"The digital twin is a bit like Google Maps"
Interview with Helmut Schuller, Managing Director of SCHULLER & Company GmbH
With the suites from Aveva and bocad, SCHULLER & Company brings comprehensive software solutions from industrial plant engineering and structural engineering together - because in everyday life, both disciplines must be considered in their interplay, says founder and Managing Director Helmut Schuller, who had previously led Aveva's global sales for many years. What a good digital twin can achieve and what other growth impulses he is currently pursuing, Helmut Schuller explained in an interview with Wirtschaftsforum.
Wirtschaftsforum: Mr. Schuller, with your software and service offerings, you are involved in both industrial plant construction and structural engineering. What solutions do you specifically rely on?
Helmut Schuller: For industrial plant construction, we use Aveva products, which we then adapt, implement, and fine-tune. Before founding SCHULLER & Company, I had been responsible for Aveva's Global Sales activities for many years, so I am very familiar with all the possibilities of the relevant product suites. In construction, we rely on our own solution, bocad, which is probably the best product on the market for execution planning, as it can also directly represent the actual manufacturing process. The application fields of our solutions are as broad and global as they are complex: In recent years, there has hardly been a power mast constructed in India that was not planned with the help of bocad; the same is likely true for the anchorages of wind turbines at sea.

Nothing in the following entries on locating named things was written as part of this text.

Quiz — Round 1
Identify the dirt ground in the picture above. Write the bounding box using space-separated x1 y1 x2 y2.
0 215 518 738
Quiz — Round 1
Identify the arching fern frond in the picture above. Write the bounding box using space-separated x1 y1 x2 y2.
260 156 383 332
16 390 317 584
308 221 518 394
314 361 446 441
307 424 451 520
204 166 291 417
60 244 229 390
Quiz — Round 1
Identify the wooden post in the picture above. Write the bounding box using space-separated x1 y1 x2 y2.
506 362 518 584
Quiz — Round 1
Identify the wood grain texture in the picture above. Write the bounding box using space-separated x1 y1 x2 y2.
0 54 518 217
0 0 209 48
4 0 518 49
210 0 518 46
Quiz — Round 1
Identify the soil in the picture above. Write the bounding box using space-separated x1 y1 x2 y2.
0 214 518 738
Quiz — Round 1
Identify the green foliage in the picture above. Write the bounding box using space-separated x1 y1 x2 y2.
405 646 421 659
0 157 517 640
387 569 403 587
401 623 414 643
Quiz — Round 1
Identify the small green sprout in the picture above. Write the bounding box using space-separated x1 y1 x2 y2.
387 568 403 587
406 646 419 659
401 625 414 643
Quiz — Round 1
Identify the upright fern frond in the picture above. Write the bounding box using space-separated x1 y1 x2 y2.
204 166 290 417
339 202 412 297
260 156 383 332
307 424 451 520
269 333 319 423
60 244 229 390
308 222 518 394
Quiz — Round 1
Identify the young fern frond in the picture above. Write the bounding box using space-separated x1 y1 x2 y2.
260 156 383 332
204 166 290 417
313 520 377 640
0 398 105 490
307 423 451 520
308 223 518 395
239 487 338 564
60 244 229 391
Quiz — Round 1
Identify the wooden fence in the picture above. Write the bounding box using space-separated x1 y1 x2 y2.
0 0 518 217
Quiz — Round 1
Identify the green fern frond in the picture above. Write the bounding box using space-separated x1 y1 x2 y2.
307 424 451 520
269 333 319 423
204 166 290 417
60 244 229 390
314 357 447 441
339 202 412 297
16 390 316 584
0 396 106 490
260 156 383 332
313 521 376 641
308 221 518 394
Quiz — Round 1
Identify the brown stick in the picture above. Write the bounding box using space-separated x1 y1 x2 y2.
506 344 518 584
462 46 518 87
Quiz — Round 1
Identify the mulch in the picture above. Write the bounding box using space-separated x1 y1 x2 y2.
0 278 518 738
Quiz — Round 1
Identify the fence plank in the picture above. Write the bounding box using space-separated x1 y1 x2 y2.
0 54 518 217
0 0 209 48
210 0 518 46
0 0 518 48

Wirtschaftsforum: What is the central added value for your customers in combining these two approaches?
Helmut Schuller: In everyday life, both areas are actually inseparably linked, even though they represent fundamentally different disciplines. Through the appropriate Collaboration Suite, we can solve the problem that the individual disciplines often only consider the digital twin in terms of their own specific challenges. However, to obtain the operating license for a facility and to be able to control all processes as efficiently as possible, not only the process engineering aspects must be considered, but also the planning of escape routes, the accessibility to fire extinguishers, restrictions regarding possible sparks in certain zones, and many other issues within the scope of BIM. With our solutions, we bring both together – thus enabling users to have a straightforward overview of all relevant aspects.
Wirtschaftsforum: How exactly do you understand the digital twin in this context?
Helmut Schuller: I like to compare the digital twin to Google Maps. If you input the location of our company at Mergenthalerallee in Eschborn there, you will be directly led to our building. If you zoom out a bit further, the surrounding area comes into view: for instance, you'll see that Ernst & Young operates a branch next to us, or that there is an Italian restaurant around the corner. If you click on it, you will find its opening times and dish of the day, and receive many more details. Ultimately, you do not know from which sources these individual pieces of information come from – but from a user perspective, that may not matter to you. What is important is that as a consumer, you have access to all the information you need. This is ideally how the digital twin functions—it's just that it deals with essential information for process control and safety-related aspects that need to be considered with dependable foresight. Because once a major incident occurs in an industrial context, often resulting in the worst-case scenario even with personal injury, the drive to prevent the next issue is generally high – only by then, it's usually too late.
Wirtschaftsforum: What do you see as the core strengths of your company?
Helmut Schuller: I believe that in our everyday life, it is evident that we are owner-managed and can thus operate independently of short-term investor interests. If we have a good idea and are convinced that it will help our customers, then we want to implement it swiftly and straightforwardly – here we take a page from Nike's slogan: Just Do It! That's also why I decided to found SCHULLER & Company six years ago simply because I was convinced that outside of corporate structures, we could be more flexible and influential in the market with significantly lower coordination costs. We now employ 80 staff members and would like to reach the symbolically important milestone of 100 this year. In doing so, we rely not only on people with backgrounds in relevant IT and engineering professions but also on interested career changers from essentially unrelated fields who have acquired skills important to us during their careers, such as in communication or marketing. Moreover, we have the great advantage of being able to access the entire talent pool without geographical restrictions – long before the coronavirus crisis we had consistently focused on sustainable remote work concepts. The restrictions of the pandemic have therefore hardly affected us – we were able to continue working as normal.